On May 21 the House passed legislation including improvements for low-income families in the Child Tax Credit and the Earned Income Tax Credit.  These important changes were part of the Renewable Energy and Job Creation Act (H.R. 6049), which extends dozens of temporary tax cuts that expired December of 2007 or will expire December 2008.  The $57 billion bill includes the research and development tax credit, a deduction for property taxes for non-itemizers, the deduction for tuition expenses, an optional deduction for state sales taxes and a package of energy-related tax credits designed to provide incentives for the creation of alternative sources of energy.  The bill, which passed by a vote of 263-160, allows poorer families to qualify for the Child Tax Credit, and lets more low-income military families qualify for the Earned Income Tax Credit.
For many families the Child Tax Credit is worth $1000 for each child under age 17.  However, low-income working families with earnings below $12,050 receive no credit because the earnings minimum for receiving credit was originally set at $10,000, with the threshold rising each year at the inflation rate.  Those making somewhat more than the current $12,050 minimum can receive a partial credit set at 15 percent of earnings above the threshold.  H.R. 6049 would lower the earnings threshold to $8,500 and no longer increase it for inflation each year.  According to the Tax Policy Center, this would benefit 13 million children including 10.1 million who would receive an increased benefit and 2.9 million who would become newly eligible for the Child Tax Credit.  For a further analysis of families who would benefit and the states where they live, see the new Center on Budget and Policy Priorities.

The bill would also allow military families the option of counting combat pay toward their gross income.  Choosing to do so would increase the value of the Earned Income Tax Credit they receive.

Under budgetary pay-as-you-go rules, the bill is fully paid for by two revenue-raising offsets.  One would prevent certain executives and some hedge fund managers from delaying taxes on compensation by using offshore arrangements.  The second would delay implementation of rules that give multinational corporations more flexibility in how they allocate interest expenses.  Many Republicans object to the offsets and would rather pass a bill that simply increases the deficit.

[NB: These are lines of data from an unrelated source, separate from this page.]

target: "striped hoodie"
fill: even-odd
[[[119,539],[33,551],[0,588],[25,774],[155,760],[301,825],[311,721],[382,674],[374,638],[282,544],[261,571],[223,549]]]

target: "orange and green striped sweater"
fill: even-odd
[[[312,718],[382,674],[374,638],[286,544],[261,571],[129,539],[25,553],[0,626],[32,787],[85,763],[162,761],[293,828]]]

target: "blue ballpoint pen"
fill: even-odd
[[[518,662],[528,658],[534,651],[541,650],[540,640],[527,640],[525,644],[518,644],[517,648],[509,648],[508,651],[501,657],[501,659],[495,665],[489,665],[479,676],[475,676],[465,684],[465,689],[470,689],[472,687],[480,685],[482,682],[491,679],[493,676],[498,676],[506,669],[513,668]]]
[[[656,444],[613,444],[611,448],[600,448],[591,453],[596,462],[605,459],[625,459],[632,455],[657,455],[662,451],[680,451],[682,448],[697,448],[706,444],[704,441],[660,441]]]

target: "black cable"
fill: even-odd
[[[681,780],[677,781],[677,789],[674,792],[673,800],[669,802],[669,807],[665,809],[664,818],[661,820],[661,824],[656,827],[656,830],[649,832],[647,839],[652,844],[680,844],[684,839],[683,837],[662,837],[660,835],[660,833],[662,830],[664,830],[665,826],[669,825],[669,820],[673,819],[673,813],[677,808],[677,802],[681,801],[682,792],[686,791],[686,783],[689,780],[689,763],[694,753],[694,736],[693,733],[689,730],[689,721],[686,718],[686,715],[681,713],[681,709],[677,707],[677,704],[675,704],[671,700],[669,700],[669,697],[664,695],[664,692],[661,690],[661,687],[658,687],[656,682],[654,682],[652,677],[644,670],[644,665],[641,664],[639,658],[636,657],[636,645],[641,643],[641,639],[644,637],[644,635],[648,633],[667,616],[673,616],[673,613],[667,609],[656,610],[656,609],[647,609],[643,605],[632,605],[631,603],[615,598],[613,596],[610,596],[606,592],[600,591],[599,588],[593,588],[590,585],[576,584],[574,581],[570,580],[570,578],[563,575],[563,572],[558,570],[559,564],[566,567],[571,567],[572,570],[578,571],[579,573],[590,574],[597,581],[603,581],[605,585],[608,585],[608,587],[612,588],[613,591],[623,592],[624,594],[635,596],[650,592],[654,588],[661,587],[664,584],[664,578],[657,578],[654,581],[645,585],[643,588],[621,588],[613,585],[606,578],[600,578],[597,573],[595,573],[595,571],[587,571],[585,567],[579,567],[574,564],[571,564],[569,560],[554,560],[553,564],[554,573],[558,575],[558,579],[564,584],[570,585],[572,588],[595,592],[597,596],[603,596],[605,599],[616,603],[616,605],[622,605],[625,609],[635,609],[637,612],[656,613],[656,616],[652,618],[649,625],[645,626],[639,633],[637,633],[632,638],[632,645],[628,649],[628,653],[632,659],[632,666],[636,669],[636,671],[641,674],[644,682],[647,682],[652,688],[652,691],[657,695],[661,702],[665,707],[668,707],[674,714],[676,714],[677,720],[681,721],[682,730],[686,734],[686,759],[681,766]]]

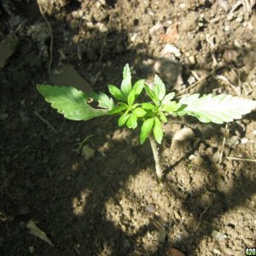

The bill now goes to the Senate where no time frame to address the bill has been set.  There will likely be strong resistance from Republican Senators to the House’s use of revenues collected from offshore compensation to pay for the bill’s tax cuts. Sixty votes would be needed to overcome their opposition.  Advocates will continue to work in support of including the improvements in the Child Tax Credit and Earned Income Tax Credit in the bill.